Der Krieg von Castellammare war ein blutiger Konflikt zwischen den italo-amerikanischen Banden der Cosa Nostra 1930 und 1931, der überwiegend in New York City ausgetragen wurde und zwischen neun und zwölf Mobster das Leben kostete.
Der Name ist von der Tatsache hergeleitet, dass die Kontrahenten der einen Seite alle aus der Nachbarschaft des Ortes Castellammare del Golfo auf Sizilien stammen, darunter Joseph Bonanno, Stefano Magaddino, Joseph Profaci, Giuseppe „Joe“ Aiello und deren Anführer Salvatore Maranzano. Ihre Gegner, die von ganz Sizilien und angrenzenden Regionen Süditaliens wie Kalabrien und Kampanien kamen, wurden von Joe Masseria geleitet. Zu Masseria gehörten unter anderem Al Capone, Lucky Luciano, Vito Genovese, Willie Moretti, Joe Adonis und Frank Costello.
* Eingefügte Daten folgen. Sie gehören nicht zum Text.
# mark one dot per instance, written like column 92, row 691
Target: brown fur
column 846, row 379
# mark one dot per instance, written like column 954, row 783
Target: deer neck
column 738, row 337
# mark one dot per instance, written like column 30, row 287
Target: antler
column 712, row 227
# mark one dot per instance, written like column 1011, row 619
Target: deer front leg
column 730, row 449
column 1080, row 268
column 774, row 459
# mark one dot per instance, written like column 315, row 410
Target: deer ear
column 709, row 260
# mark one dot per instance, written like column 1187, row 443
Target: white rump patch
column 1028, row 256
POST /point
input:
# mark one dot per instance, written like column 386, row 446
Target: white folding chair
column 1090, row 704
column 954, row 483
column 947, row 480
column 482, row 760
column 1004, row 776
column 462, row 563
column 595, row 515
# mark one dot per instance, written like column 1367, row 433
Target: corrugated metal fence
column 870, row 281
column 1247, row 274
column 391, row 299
„Neben der Masseria-Gruppe agierte in Manhattan und Brooklyn in enger Anlehnung an Masseria die Al Mineo Gang. Die Bronx kontrollierte Gaetano Reina, der Sohn von Giacomo Reina aus Corleone […]. Staten Island war das Arbeitsgebiet von Joseph Profaci. Die fünfte Gruppe stellte eine Besonderheit dar, da sie ihre Mitglieder ausschließlich aus Immigranten aus Castellammare del Golfo rekrutierte. Der nominelle Boss dieser Formation war Cola Schiro, das Sagen hatte jedoch Salvatore Maranzano. Die Castellammarese hatten sich ebenfalls für Manhattan und Brooklyn als Operationsgebiet entschieden…“
Ausgelöst wurde der Konflikt durch die Entsendung von Salvatore Maranzano durch Vito Cascio Ferro nach New York City. Dieser wurde der Anführer der Einwanderer aus Castellammare del Golfo in New York City. Weitere Männer aus der Region kamen nach New York, darunter Joseph Bonanno, Joseph Profaci, und Stefano Magaddino, mit denen sich Maranzano verbündete. Anstatt als Kontaktperson zwischen den USA und Italien zu pendeln, erhielt er jedoch angeblich vom Don Vito 1927 den Auftrag, die anderen Fünf Familien, die de facto schon bestanden, in New York zu übernehmen. Daraufhin begann er während der Alkoholprohibition insbesondere auf das Territorium Joe Masserias vorzudringen, indem er sich dessen Alkohollieferungen aneignete und anfing dessen illegale Bars („speakeasy“) zu übernehmen. Dieser wehrte sich gegen diese „Feindliche Übernahme“ und es kam zu einem blutigen Kampf in der Unterwelt, der als „Krieg von Castellammare“ bekannt wurde.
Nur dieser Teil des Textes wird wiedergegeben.